THAT 1971 INTERVIEW
My earliest real thoughts about GCI started in 1971, when I was preparing to take the National Common Entrance Examination. I had assumed that my first choice of secondary school would be King’s College, Lagos. It was not to be. My mother, the actual form filler, filled in GCI. My father, it seems, had attended the school and this fact changed everything for me. If dad was an old boy (I doubt that I had actually ever heard the term “Old boy” at this time), then GCI was good enough for me. I did well enough in the entrance examination to be invited for a preliminary interview at the school.
The interview was a residential one, by which I mean that. The potential students were required to come to the school and stay on the premises for a period (three days and two nights in our case), attend lessons. (I particularly remember that we were taught Latin and it was ever a sadness to me that on our arrival in January 1972 there was no Latin on the curriculum! A case of 419 Early Edition, or something close). We ate school food in the dining hall, faced a battery of tests and interviews by academic masters as well as current students who acted as proctors for us would-be GCI boys. Oh, and we stayed in the school houses!
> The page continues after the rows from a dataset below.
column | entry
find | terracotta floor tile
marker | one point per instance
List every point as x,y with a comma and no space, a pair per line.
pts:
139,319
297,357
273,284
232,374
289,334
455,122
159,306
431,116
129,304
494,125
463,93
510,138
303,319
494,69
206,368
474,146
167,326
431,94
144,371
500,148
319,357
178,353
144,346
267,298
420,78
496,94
As far as I can recall, this was only the third time that I’d stayed away from home without an older family member being with me and all connected with residential interviews in the pursuit of a secondary school education.
Well, when I say we stayed in the school houses it really wasn’t all of the houses, as I recall. My interview batch were housed in Grier House in the real region and Swanston House in the other region. What I recall most vividly though, about our stint in Grier House is that I met quite a number of future members of the greatest set that ever went through the corridors of the greatest school in the Republic. Amongst those gentlemen that I remember from our two nights’ stint in Grier House are Adegbola, Adesulure, Akinola, and Doherty.
All in all, the interview process I underwent gave me a prejudiced view, positively, about GCI, a prejudice I’m proud to say that I retain 50 years later. So when the letter finally came, it was with a light heart that I packed my stuff (actually my mother, God bless her, did all the packing at the time and throughout my secondary school years) and proceeded to Apata Ganga in January 1972.